"BURAM BURAM KUMPAS VE TEZGÂH VAR"

Sözcü yazarı Yılmaz Özdil Bizim TV'de Lale Özan Arslan'ın programında 104 emekli amiralin yayınladığı duyuru hakkında değerlendirmelerde bulundu. Özdil, 'Bugün anlıyoruz ki Ergenekon sürecinde yurt dışına kaçan FETÖ'cü savcıların tanık olarak kullandığı birtakım tipler, bu basın duyurusunun üzerinde tepinmişler. Burada buram buram kumpas var. Buram buram tezgah var' dedi.

Sözcü yazarı Yılmaz Özdil Bizim TV’de Lale Özan Arslan’ın programında 104 emekli amiralin yayınladığı duyuru hakkında değerlendirmelerde bulundu. Özdil, “Bugün anlıyoruz ki Ergenekon sürecinde yurt dışına kaçan FETÖ'cü savcıların tanık olarak kullandığı birtakım tipler, bu basın duyurusunun üzerinde tepinmişler. Burada buram buram kumpas var. Buram buram tezgah var” dedi.

KUMPAS, TEZGÂH VE ÖTESİ…
Sözcü yazarı Yılmaz Özdil Bizim TV’de Lale Özan Arslan’ın programında 104 emekli amiralin yayınladığı duyuru hakkında değerlendirmelerde bulundu. 104 emekli amiralin yayınladığı duyuru hakkında değerlendirmelerde bulunan Özdil, "Bugün anlıyoruz ki Ergenekon sürecinde yurt dışına kaçan FETÖ'cü savcıların tanık olarak kullandığı birtakım tipler bu basın duyurusunun üzerinde tepinmişler. Üzerinde birtakım değişiklikler yapmışlar, olmayan şeyleri koymuşlar ve gece yarısı bunu yayınlatmışlar. Bunların hepsine birden baktığımızda burada çok tuhaflık var. Burada buram buram kumpas var. Buram buram tezgah var" dedi.

“BUNU BİZE ‘BİLDİRİ’ DİYEN KİM?”
Emekli amirallerin duyurusundan önce yaşanan gelişmelere dikkat çeken Özdil şu ifadeleri kullandı:
“Bildiri değil, bunu bize bildiri diyen kim? Bu hazırlanış itibariyle hazırlayanların da söylediği kadarıyla bu basın açıklaması. Amiraller meselesinden önce aslında Türkiye’de bir şeyle yaşandı.
Birincisi Montrö tartışması. Montrö tartışmasını AKP başlattı. AKP’nin meclis başkanı başlattı. Bu tartışmalar başladıktan sonra enteresan işler oldu.
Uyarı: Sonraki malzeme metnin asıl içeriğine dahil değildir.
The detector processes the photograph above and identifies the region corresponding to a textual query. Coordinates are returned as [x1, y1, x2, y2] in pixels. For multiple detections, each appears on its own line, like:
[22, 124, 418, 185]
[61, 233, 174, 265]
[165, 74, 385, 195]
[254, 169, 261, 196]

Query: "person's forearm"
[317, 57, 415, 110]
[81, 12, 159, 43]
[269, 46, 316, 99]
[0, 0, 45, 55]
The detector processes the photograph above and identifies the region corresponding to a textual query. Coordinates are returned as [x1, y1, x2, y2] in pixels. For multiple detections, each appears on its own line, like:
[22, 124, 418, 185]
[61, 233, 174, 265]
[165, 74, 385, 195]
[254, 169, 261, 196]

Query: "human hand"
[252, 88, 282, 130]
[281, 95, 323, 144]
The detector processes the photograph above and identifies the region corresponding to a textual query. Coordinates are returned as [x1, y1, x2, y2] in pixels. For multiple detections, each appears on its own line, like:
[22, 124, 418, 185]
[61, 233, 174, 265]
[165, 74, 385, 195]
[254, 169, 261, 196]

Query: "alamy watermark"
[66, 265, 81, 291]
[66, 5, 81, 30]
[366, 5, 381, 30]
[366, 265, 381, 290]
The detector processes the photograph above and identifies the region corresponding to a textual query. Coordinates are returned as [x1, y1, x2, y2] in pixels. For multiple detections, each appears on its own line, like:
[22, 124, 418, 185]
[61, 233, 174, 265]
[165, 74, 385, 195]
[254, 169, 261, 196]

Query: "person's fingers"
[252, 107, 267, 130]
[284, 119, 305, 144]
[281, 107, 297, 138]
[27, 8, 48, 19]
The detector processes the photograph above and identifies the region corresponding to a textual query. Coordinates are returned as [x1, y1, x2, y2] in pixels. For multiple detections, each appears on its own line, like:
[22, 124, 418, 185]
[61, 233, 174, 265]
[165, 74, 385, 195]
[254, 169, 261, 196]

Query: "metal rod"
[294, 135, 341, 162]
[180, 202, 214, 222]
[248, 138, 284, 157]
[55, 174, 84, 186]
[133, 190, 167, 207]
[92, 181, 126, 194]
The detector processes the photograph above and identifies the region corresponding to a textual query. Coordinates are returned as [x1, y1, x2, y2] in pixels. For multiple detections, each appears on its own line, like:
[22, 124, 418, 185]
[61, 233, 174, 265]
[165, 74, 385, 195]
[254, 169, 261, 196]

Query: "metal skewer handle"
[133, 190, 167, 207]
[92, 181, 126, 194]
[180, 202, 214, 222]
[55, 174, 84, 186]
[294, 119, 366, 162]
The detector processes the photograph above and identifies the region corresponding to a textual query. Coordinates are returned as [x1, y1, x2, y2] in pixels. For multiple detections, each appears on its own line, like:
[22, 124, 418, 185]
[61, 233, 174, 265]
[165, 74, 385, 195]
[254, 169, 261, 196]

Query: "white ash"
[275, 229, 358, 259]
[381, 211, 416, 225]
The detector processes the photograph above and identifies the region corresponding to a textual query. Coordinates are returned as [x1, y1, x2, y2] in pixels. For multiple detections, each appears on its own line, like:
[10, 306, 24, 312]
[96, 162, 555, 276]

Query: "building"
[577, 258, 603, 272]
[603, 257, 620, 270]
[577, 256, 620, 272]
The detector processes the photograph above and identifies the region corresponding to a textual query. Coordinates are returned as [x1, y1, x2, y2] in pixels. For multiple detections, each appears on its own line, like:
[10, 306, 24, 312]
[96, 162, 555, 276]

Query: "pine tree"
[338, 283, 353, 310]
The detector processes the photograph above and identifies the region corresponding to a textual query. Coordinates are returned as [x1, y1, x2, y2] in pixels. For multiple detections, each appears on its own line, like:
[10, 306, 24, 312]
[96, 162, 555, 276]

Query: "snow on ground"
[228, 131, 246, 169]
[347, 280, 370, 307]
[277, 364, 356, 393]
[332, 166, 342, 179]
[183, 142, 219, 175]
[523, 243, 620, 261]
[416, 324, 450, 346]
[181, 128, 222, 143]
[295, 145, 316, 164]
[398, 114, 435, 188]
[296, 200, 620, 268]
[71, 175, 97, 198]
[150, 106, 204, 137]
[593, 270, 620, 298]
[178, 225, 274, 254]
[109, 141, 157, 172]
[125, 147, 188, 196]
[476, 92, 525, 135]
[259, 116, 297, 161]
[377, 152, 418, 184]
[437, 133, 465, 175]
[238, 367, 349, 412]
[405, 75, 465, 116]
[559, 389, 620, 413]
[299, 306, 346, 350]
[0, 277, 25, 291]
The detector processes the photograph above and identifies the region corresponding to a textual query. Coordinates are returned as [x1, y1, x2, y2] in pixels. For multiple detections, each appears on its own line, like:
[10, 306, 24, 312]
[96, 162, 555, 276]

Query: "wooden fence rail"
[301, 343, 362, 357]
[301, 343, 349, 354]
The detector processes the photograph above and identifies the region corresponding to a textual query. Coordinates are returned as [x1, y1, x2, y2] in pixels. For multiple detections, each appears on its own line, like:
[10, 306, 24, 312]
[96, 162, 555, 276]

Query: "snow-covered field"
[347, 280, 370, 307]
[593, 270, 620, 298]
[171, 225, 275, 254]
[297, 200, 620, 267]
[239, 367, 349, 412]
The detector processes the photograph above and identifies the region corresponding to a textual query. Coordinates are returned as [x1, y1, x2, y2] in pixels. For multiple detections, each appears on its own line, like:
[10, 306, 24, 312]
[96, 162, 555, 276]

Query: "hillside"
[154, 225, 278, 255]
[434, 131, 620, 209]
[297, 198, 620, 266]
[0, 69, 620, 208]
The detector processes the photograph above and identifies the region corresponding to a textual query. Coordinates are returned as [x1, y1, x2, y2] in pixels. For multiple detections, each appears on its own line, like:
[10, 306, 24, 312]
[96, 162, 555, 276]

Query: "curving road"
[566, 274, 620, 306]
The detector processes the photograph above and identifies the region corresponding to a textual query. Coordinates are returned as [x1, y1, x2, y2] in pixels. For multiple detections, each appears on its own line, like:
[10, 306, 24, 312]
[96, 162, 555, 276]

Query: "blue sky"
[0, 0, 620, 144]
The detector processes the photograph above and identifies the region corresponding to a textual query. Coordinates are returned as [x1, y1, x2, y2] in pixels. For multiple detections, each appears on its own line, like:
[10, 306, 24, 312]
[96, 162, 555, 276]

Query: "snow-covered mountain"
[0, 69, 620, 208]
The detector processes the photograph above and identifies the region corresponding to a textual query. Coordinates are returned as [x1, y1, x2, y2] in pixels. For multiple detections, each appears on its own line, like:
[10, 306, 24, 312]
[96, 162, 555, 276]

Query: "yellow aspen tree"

Montrö tartışmaları başladıktan hemen sonra irticayla ilgili bir gelişme yaşandı Türkiye’de. Harp okullarına ve astsubay okullarına girişteki irticaya bulaşmamış olma şartı kaldırıldı.
Bu çok açık bir şekilde irticacıların da harp okullarına girebileceği şeklinde algılandı. Bunu da yapan AKP iktidarı. Bu tartışılırken enteresan bir gelişme daha oldu. Askeri kurslarda Atatürk çıkarıldı. Anlaşıldı ki aslında böyle bir şey yok.
Yani topluma bir doğru bilgi verilirken, hemen peşinden bir yanlış bilgi verildi. Ve yanlış bilgiye yalan denilerek ilk konu flulaştırıldı. Toplumu, doğru bilgiyle yanlış bilgiyi manipüle ettiler.”

“HİÇ DERS ALINMAMIŞ, HALA AYNISI YAŞANIYOR”
“Hemen peşinden kaynağı belirsiz bir şekilde takkeli amiral fotoğrafı çıktı. Takkeli amiral kim? Rütbesinden kim olduğuna kadar, her şey yazılıyor. Bir anda bu tartışılırken, topluma bir internet üzerinden bir generalin kandil mesajı verildi.
Hemen takkeli amiralle, generalin kandil mesajıyla ilgili kendini laik hisseden medyada bir tartışma başladı. Şimdi takkeli amiralle generalin kandil mesajı yazılırken aslında anlaşıldı o kandil mesajını atan general 15 Temmuz darbesinde devleti ve rejimi savunmak için mermilere kendisini siper etmiş ve 7 yerinden vurulmuş bir kahraman general.
Şimdi ne oldu kendini laik hisseden medya, takkeli amirali eleştireyim derken bir 15 Temmuz kahramanı generali yerden yere vurmuş oldu. Aradan bu kadar zaman geçtiği halde hiç ders alınmamış aynısı yaşanıyor.”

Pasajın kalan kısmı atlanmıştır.